In fact, even though I knew it was coming, the sequence in which Moses has the faith to believe that he can lead his people across the Red Sea moved me to tears. That is some serious faith!
This year, it may be that I was also moved because of current events. It has been so disturbing over the past couple of weeks to see good, God-fearing people engage in some of the most polarizing commentary in recent memory. President Trump decided to celebrate the holiest day on the calendar by unleashing a very unpresidential and profane tirade; during this same period, Pope Leo didn’t call out Trump by name but he definitely called out warmongers and asked that everyone pray for peace. Trump, taking it personally, started the personal attacks on the Pope, the leader of the Christian church on Earth, and posted multiple images of himself as Jesus or being held by Jesus.
Mocking our Lord is not the way. It doesn’t matter if it’s a joke in poor taste. What we have seen from President Trump is straight-up blasphemy. It was disgusting to read the pandering from the likes of Franklin Graham, who made his usual excuses for this. I just wonder when God will have had enough of all of our fooling around down here. In fact, I started to feel like Christians had been used by politicians for votes and power, and started to lose faith in the whole process.

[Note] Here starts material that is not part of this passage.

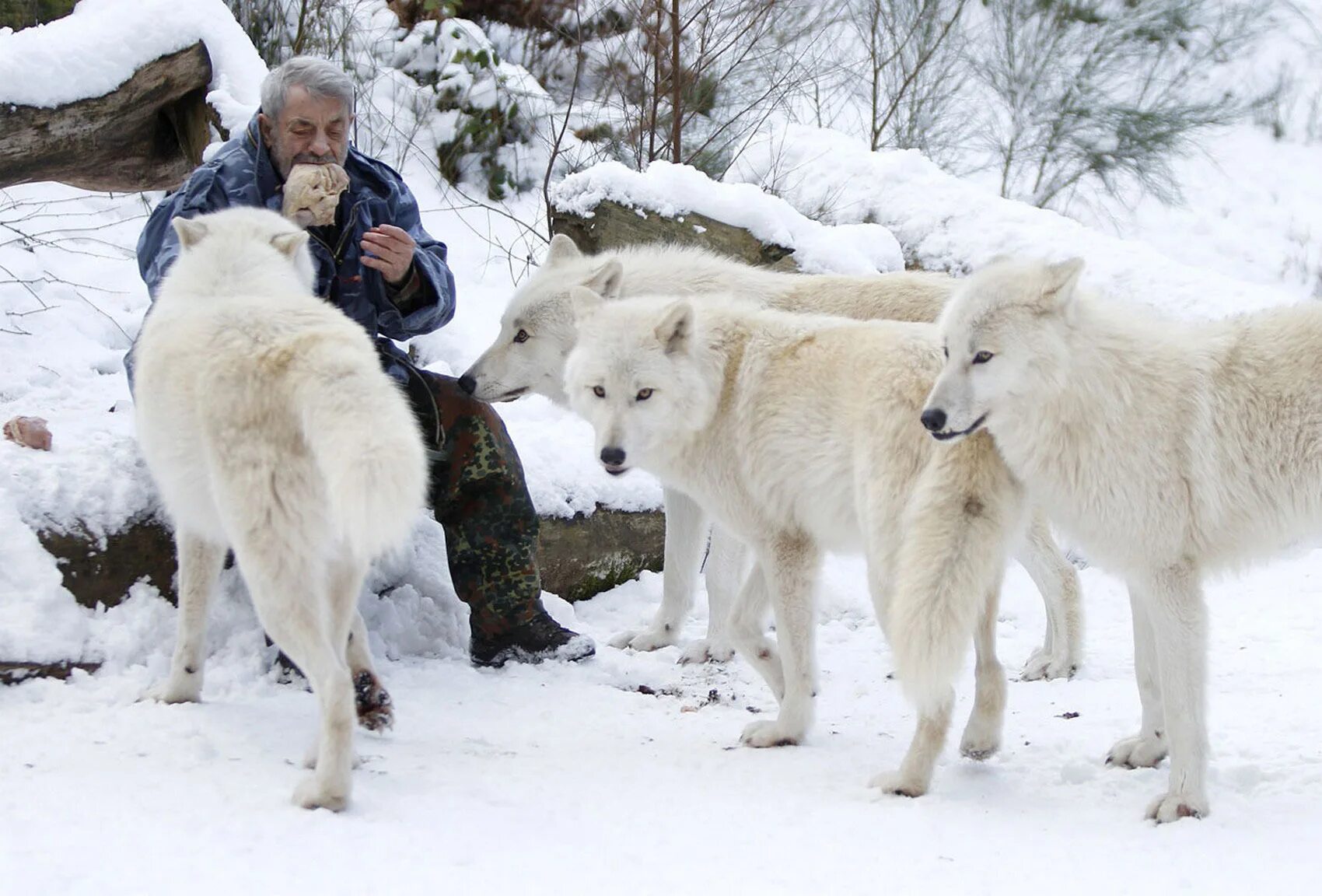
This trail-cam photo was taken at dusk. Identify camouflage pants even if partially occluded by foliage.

The media tried to frame this as some kind of fight between the President and the Pope. Political cartoonists had a field day, and there were plenty of comments about a Pope from the south side of Chicago taking on a New York casino owner turned President. Some of these were in good fun, and some were appalling. Trump-as-Jesus being beheaded and cast into Hell was as disturbing as the original; I was also outraged when a friend sent me a cartoon of the devil whispering in a possessed-looking Pope Leo’s ear as the Pope’s cassock turned into the colors of an LGBTQ rainbow. How in the world did we get here?
And then, I recalled the hours spent watching “The Ten Commandments” on TV again this year. Those Biblical characters are a lot like us … they struggled with personal issues as well as with the politicians who ruled over them. Why do we remember their stories? Because they show us what faith looks like. And during that Easter weekend, we also recalled the story of Jesus Christ, who died for our sins as he hung on a cross – and yet, in his final moments, forgave the penitent thief who was there next to him, promising him that he would go to Heaven that very day.
May cooler heads prevail in our fallen world. And, like the sign on Interstate 65 says, “go to church or the devil will get you.”
Michael Bird is an assistant professor of music at Faulkner University.